Retired journalist David Lawrence Jr.’s reading still centers on news

David Lawrence Jr. is president and co-chair of The Children\u2019s Movement of Florida, president of The Early Childhood Initiative Foundation of Miami, and retired publisher of The Miami Herald.
Published August 31, 2018
Updated August 31, 2018

David Lawrence Jr.

In 1999, at the age of 56, Lawrence decided to retire from his post as publisher of the Miami Herald after decades in journalism. Since then, he has focused on a life’s passion, advocating for children by leading the Children’s Movement of Florida, serving on the Governor’s Children and Youth Cabinet and twice chairing the Florida Partnership for School Readiness. In 2002, Lawrence was a key figure in the passage of the statewide constitutional amendment providing voluntary prekindergarten for all 4-year-olds, now recognized around the Sunshine State as VPK. We caught up with Lawrence, 76, and talked kids, journalism and books.

"I can remember the first book my mother read to me. It was The Little Engine That Could. When you believe in yourself, you see the power in yourself to do enormous things. It’s a good book to help with a path for life. Books stay with you,’’ he said.

Lawrence’s autobiography, A Dedicated Life, was published today.


What’s on your nightstand?

I’m going to give you the last three books I read. The first is Ronan Farrow’s War on Peace: The End of Diplomacy and the Decline of American Influence. The second book is Educated: A Memoir by Tara Westover, and the third book is by Robin DeAngelo, White Fragility: Why It’s So Hard to Talk to White People About Racism. I read a book a week and always have. I get to participate in far more conversations because I have more news to talk about with other people because of reading. I also hold a book discussion every four to six weeks, and mostly it is about history. The next book for it is The Soul of America by Jon Meacham.

We’d be remiss if we didn’t ask you to comment on the state of journalism in the 21st century.

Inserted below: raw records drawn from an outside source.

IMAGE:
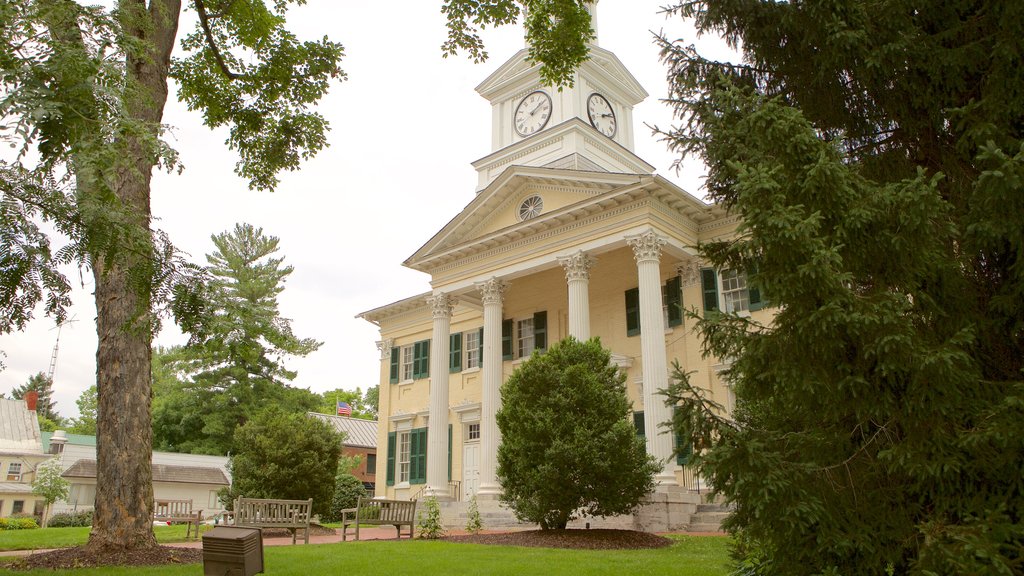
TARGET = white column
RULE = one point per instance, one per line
(493, 292)
(437, 485)
(647, 250)
(578, 276)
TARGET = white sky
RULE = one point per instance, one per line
(406, 126)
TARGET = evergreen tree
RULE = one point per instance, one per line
(876, 154)
(567, 446)
(84, 94)
(41, 384)
(235, 365)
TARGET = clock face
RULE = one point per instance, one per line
(600, 114)
(532, 113)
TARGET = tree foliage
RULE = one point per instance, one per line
(876, 154)
(233, 364)
(567, 447)
(290, 456)
(86, 421)
(50, 485)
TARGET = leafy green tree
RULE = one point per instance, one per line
(567, 447)
(233, 366)
(84, 93)
(50, 485)
(347, 491)
(876, 154)
(86, 421)
(282, 455)
(41, 384)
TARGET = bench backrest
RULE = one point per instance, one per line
(170, 508)
(266, 510)
(387, 510)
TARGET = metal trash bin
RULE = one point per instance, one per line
(232, 551)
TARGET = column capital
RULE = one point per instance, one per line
(493, 290)
(646, 246)
(441, 305)
(385, 347)
(578, 265)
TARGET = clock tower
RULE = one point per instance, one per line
(587, 126)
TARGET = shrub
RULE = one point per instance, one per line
(347, 491)
(430, 521)
(14, 523)
(68, 520)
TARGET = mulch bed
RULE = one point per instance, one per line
(64, 559)
(579, 539)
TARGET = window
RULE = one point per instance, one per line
(410, 362)
(14, 471)
(407, 363)
(474, 347)
(526, 335)
(730, 291)
(734, 293)
(404, 454)
(672, 305)
(408, 452)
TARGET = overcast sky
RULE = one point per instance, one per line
(406, 125)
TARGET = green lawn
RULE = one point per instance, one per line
(690, 556)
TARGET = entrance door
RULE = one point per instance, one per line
(470, 469)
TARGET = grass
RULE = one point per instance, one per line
(689, 556)
(64, 537)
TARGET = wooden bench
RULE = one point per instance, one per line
(177, 510)
(379, 512)
(264, 512)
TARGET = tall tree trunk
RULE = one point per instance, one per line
(124, 433)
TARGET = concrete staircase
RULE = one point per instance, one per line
(708, 518)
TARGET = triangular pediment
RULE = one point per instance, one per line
(497, 207)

I didn’t recognize it at the time, but I was working in the golden age of journalism. Now there are much fewer resources, but there is still the power in that individual journalist who can do significant and illuminating work. Along with all that is a concern for the American attention span. It has been diminished with the internet and social media. There seem to be too many of us who end up watching, reading, listening to only what we agree with, what our biases are, and that is not helping to keep the republic free.